Monday, September 24, 2012

The Queen's Andy Warhol print is actually a conservative choice

The Royal Collection's latest purchase of an Andy Warhol portrait of the Queen shows great caution, writes Florence Waters.

The Queen purchases Andy Warhol prints of herself for Royal Collection Detail of Andy Warhol's portrait of the Queen

The Queen is the most portrayed royal in history – and among the most popular subjects for portrait artists ever. She has taken centre stage in various art exhibitions in her Jubilee year, notably a Cecil Beaton photography show at the V&A and a historic survey of her changing image at the National Portrait Gallery (both excellent shows are touring the country). 
It’s appropriate then that the Queen’s Royal Collection have invested in a new, contemporary portrait of Elizabeth in this year before their own exhibition opens at Windsor. It’s also appropriate that, when her face feels more familiar to us than ever before, the chosen portrait will be presented in a series of four. The Queen’s face, which adorns our stamps and bank notes, is after all a commodity – and that’s the idea that fascinated Warhol above all else. 
Some may be surprised to see that, bending tradition slightly, curators have chosen not a painted royal Diamond Jubilee portrait, but a splashy series of four late Warhols, all screen-printed in monochrome, with abstract collage effect colour-block squares and complete with sparkly tiaras made from crushed glass. 

However, the portraits are actually a pretty conservative investment.

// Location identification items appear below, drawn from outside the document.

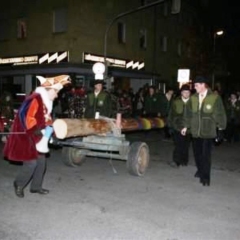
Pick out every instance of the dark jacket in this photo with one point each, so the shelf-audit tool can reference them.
(100, 103)
(151, 105)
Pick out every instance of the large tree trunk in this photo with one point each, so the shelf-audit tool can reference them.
(68, 127)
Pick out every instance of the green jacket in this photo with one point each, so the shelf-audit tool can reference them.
(204, 122)
(178, 112)
(151, 104)
(101, 104)
(164, 105)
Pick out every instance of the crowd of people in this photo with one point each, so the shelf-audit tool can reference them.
(198, 115)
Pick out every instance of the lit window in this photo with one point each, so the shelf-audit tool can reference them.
(143, 38)
(164, 41)
(165, 9)
(21, 28)
(4, 30)
(179, 48)
(60, 20)
(121, 32)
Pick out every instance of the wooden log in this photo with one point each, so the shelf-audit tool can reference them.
(68, 127)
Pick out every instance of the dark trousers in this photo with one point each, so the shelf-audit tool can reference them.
(181, 149)
(202, 153)
(33, 171)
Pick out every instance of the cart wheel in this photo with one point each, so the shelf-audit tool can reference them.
(138, 158)
(72, 157)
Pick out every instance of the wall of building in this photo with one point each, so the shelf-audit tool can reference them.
(86, 25)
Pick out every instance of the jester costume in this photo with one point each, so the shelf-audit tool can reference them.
(32, 117)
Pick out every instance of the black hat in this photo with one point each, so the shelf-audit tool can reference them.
(201, 79)
(98, 81)
(185, 87)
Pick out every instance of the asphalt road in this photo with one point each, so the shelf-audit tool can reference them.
(92, 202)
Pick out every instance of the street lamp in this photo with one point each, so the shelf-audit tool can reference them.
(217, 33)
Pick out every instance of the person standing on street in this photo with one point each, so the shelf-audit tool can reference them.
(98, 101)
(30, 129)
(207, 115)
(179, 110)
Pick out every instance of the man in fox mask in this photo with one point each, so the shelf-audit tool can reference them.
(30, 130)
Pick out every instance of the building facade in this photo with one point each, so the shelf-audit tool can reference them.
(52, 37)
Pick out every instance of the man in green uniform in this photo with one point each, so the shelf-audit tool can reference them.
(151, 104)
(179, 110)
(98, 101)
(206, 117)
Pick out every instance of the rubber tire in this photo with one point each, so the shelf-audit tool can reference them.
(72, 156)
(138, 158)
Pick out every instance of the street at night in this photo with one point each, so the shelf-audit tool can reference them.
(92, 202)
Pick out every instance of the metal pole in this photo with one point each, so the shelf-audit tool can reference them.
(214, 49)
(120, 16)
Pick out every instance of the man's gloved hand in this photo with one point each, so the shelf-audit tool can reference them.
(48, 131)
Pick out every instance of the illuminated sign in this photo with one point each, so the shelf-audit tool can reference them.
(113, 62)
(37, 59)
(183, 75)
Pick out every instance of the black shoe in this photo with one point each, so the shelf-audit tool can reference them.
(197, 174)
(205, 182)
(41, 191)
(18, 190)
(173, 164)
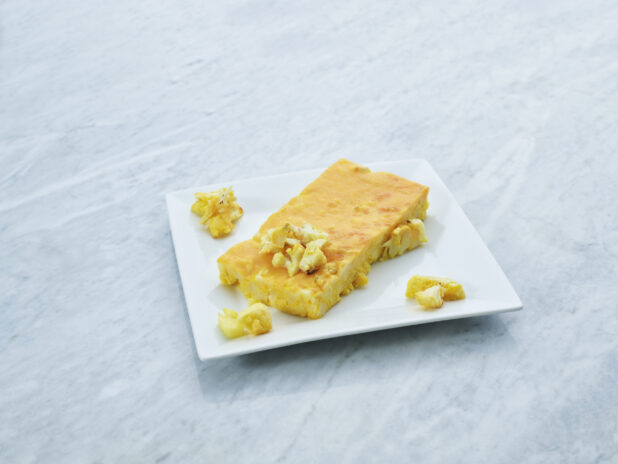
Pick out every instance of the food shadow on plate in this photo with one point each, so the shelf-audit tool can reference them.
(363, 359)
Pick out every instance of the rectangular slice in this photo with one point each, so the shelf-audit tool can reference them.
(367, 216)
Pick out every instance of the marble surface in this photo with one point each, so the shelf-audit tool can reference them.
(105, 106)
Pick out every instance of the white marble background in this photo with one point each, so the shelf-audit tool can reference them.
(105, 106)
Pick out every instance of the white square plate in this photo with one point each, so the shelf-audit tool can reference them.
(455, 250)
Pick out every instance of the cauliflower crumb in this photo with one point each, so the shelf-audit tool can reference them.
(230, 325)
(302, 245)
(256, 320)
(296, 255)
(218, 210)
(403, 238)
(452, 290)
(313, 257)
(430, 298)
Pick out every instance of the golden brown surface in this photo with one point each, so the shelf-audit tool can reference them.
(357, 208)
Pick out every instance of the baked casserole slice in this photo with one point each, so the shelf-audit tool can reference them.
(366, 216)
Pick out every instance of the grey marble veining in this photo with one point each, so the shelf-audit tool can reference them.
(104, 106)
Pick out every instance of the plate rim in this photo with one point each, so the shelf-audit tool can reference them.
(180, 252)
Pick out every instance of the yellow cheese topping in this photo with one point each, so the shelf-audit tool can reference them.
(256, 320)
(218, 210)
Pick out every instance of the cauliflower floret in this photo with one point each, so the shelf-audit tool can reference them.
(431, 298)
(256, 319)
(230, 325)
(275, 239)
(218, 210)
(307, 234)
(360, 280)
(452, 290)
(403, 238)
(314, 257)
(296, 255)
(279, 260)
(302, 245)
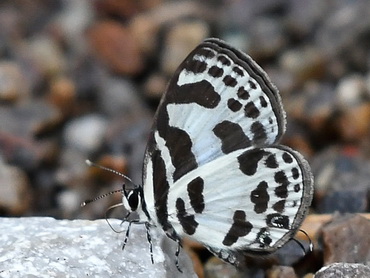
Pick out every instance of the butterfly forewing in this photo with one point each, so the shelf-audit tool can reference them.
(212, 169)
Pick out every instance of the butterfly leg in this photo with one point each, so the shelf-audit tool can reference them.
(147, 227)
(127, 235)
(177, 253)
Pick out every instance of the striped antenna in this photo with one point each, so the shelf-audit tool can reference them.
(101, 197)
(88, 162)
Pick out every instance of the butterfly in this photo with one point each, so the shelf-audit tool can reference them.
(213, 169)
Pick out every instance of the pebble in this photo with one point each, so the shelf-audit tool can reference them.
(281, 272)
(266, 38)
(146, 27)
(15, 191)
(303, 63)
(116, 47)
(344, 270)
(124, 8)
(346, 239)
(81, 79)
(181, 39)
(341, 180)
(85, 134)
(12, 85)
(63, 95)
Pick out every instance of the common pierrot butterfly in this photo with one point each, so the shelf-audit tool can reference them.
(213, 168)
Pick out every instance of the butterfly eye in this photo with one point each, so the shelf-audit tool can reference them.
(133, 199)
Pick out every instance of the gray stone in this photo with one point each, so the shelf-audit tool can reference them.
(344, 270)
(45, 247)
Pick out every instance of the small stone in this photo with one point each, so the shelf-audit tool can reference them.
(182, 38)
(281, 272)
(337, 270)
(155, 86)
(303, 63)
(215, 268)
(86, 133)
(346, 239)
(13, 84)
(267, 38)
(353, 123)
(118, 96)
(15, 191)
(124, 8)
(351, 91)
(46, 56)
(34, 246)
(146, 26)
(342, 180)
(29, 118)
(116, 47)
(63, 95)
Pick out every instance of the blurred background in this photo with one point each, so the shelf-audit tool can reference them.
(82, 79)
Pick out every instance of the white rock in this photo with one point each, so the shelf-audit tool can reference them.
(45, 247)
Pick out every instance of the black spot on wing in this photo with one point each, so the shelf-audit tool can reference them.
(251, 111)
(263, 101)
(295, 173)
(161, 188)
(281, 191)
(287, 158)
(179, 144)
(195, 192)
(259, 133)
(229, 81)
(271, 161)
(195, 66)
(242, 93)
(234, 105)
(260, 198)
(252, 85)
(279, 206)
(239, 228)
(248, 161)
(187, 221)
(215, 71)
(232, 136)
(205, 52)
(277, 220)
(238, 71)
(224, 60)
(263, 237)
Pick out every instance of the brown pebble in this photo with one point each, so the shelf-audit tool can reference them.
(346, 239)
(116, 46)
(344, 270)
(15, 197)
(63, 95)
(281, 272)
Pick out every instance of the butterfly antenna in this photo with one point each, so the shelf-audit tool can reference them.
(90, 163)
(101, 197)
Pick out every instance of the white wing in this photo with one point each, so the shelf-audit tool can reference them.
(221, 118)
(252, 199)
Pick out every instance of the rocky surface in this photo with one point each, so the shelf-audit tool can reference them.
(81, 80)
(45, 247)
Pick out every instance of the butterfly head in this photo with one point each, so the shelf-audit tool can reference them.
(131, 199)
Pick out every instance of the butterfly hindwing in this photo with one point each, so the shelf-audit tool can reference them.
(255, 205)
(219, 100)
(213, 169)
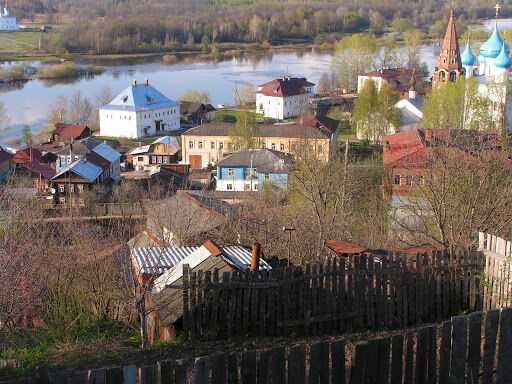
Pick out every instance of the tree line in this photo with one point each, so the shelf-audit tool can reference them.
(125, 26)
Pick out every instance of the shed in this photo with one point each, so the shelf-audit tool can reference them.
(166, 295)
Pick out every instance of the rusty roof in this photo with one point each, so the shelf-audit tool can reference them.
(345, 248)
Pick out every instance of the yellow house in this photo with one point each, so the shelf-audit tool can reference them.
(309, 136)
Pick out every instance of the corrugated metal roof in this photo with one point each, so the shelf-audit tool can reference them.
(82, 168)
(87, 170)
(139, 150)
(158, 260)
(107, 152)
(140, 98)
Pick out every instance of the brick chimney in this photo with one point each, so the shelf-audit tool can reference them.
(428, 135)
(255, 259)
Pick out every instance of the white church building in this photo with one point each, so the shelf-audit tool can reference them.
(492, 70)
(284, 98)
(7, 22)
(139, 111)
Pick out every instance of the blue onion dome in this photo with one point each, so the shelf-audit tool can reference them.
(492, 47)
(503, 60)
(467, 57)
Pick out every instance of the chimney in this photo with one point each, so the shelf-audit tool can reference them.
(255, 260)
(428, 135)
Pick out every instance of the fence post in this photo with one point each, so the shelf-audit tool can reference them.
(186, 315)
(202, 371)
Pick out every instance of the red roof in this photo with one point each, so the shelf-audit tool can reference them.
(4, 155)
(27, 154)
(321, 123)
(69, 131)
(344, 248)
(40, 169)
(285, 87)
(387, 73)
(409, 147)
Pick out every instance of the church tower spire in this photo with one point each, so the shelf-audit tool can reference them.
(449, 65)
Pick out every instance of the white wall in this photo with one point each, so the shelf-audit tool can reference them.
(8, 24)
(119, 123)
(238, 185)
(282, 107)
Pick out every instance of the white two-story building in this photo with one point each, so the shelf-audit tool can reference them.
(284, 98)
(140, 110)
(7, 22)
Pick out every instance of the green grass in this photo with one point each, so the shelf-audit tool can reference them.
(49, 346)
(18, 42)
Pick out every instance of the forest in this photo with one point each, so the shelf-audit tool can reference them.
(126, 26)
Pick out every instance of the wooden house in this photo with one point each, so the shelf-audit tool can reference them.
(165, 288)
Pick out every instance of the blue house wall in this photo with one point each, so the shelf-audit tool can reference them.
(280, 180)
(222, 173)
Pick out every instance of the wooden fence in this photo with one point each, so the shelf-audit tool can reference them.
(468, 349)
(497, 283)
(364, 292)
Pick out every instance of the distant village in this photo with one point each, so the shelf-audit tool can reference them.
(179, 208)
(290, 125)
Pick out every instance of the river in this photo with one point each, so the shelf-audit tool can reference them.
(29, 102)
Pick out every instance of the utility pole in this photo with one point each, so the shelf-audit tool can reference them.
(289, 229)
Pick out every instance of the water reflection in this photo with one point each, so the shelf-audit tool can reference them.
(14, 86)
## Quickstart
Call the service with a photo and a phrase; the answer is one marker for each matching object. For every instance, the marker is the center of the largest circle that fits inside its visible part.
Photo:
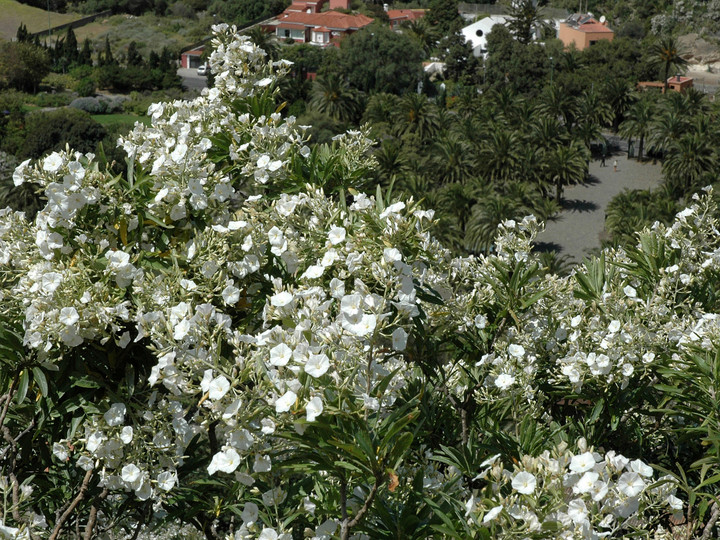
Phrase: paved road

Warhol dominates the contemporary art sales rooms like no other artist, so really these prints – not one-offs, but part of a limited edition (estimated at £150,000 so on the cheaper scale for Warhol) – show the Royal Collection exercising great caution in a new market. Of course, with these glamorous shots, there’s no risk of repeating the Lucian Freud disaster again, either! 
For the artist who once said “I want to be as famous as the Queen of England” you might think that his portrait taking place up next to royals painted by Van Dyck and Holbein would have delighted Warhol. But I wonder … 
What’s sad about this purchase is that, in buying just these four prints of Elizabeth II, the Royal Collection have divided up what should have been a wider series of beautiful Queens, including Queen Beatrix of the Netherlands, Queen Margrethe of Denmark and Queen Ntombi Twala of Swaziland. The original series boldly puts all these beauties on a level paying field, asking us to compare them, our relationship with each of them, and observe how differently each one carries their power.